SPRINT: Enabling Interleaved Planning and Parallelized Execution in Reasoning Models
Emil Biju, Shayan Talaei, Zhemin Huang, Mohammadreza Pourreza, Azalia Mirhoseini, Amin Saberi
TL;DR
SPRINT addresses the latency of large reasoning models by enabling dynamic parallel planning and execution during inference, rather than relying solely on sequential chain-of-thought. It introduces a two-role architecture (planner and executors) and a data-curation pipeline to convert reasoning traces into plan/execution rounds and supervised fine-tuning on ~1.7k demonstrations. Empirically, it matches or slightly exceeds the accuracy of strong baselines on math reasoning while reducing the number of sequential tokens by up to 39% on long problems and generalizes to out-of-domain tasks (GPQA and Countdown) with substantial token savings. The work highlights the significant efficiency gains possible from interleaved planning and parallel execution and outlines hardware and tool-use extensions for future improvements.
Abstract
Large reasoning models (LRMs) excel at complex reasoning tasks but typically generate lengthy sequential chains-of-thought, resulting in long inference times before arriving at the final answer.
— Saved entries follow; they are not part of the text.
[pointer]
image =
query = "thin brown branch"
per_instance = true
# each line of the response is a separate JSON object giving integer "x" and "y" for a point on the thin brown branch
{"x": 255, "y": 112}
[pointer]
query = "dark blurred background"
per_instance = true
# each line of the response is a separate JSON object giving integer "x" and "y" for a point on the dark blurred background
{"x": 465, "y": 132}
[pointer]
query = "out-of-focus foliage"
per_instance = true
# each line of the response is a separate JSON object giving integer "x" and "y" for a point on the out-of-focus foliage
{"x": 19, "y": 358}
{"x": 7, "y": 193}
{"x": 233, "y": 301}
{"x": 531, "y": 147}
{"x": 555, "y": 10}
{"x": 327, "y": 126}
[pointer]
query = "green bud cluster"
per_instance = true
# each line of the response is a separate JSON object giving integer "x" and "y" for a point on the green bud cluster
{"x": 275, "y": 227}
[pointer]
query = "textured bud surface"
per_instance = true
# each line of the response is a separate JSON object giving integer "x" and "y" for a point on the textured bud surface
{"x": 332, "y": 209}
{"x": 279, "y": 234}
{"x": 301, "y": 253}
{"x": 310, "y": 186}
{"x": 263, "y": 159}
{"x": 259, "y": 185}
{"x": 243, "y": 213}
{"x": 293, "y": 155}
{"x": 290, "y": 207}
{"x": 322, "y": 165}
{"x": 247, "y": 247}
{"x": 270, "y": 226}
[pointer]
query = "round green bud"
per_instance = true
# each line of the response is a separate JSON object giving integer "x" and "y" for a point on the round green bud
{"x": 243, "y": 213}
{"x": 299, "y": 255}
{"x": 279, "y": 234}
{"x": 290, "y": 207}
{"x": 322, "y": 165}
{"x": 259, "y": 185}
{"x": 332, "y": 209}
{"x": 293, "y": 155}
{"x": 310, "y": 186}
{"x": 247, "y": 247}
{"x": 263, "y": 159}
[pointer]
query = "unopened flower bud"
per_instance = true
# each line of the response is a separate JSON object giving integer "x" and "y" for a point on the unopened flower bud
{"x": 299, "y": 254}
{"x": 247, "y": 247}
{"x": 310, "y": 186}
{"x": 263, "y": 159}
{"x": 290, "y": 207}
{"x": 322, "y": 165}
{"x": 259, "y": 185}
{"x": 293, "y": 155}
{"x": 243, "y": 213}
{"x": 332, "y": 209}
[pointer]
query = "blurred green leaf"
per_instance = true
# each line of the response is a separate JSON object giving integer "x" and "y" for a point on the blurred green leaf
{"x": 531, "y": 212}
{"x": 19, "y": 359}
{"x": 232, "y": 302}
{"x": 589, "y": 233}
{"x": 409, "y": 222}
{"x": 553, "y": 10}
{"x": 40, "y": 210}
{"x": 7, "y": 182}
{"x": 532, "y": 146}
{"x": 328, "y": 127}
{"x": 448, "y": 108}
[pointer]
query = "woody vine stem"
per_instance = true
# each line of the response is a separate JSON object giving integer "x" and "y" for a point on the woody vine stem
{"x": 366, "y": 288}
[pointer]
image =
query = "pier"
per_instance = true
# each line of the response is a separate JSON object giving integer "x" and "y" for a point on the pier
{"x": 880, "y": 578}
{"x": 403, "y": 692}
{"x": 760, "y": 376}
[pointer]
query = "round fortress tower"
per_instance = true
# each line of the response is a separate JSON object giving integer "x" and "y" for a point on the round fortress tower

To address this challenge, we introduce SPRINT, a novel post-training and inference-time framework designed to enable LRMs to dynamically identify and exploit opportunities for parallelization during their reasoning process. SPRINT incorporates an innovative data curation pipeline that reorganizes natural language reasoning trajectories into structured rounds of long-horizon planning and parallel execution. By fine-tuning LRMs on a small amount of such curated data, the models learn to dynamically identify independent subtasks within extended reasoning processes and effectively execute them in parallel. Through extensive evaluations, we demonstrate that models fine-tuned with the SPRINT framework match the performance of reasoning models on complex domains such as mathematics while generating up to 39% fewer sequential tokens on problems requiring more than 8,000 output tokens. Finally, we observe consistent results transferred to two out-of-distribution tasks, namely GPQA and Countdown, with up to 45% and 65% reduction in average sequential tokens respectively for longer reasoning trajectories, while matching the performance of the fine-tuned reasoning model.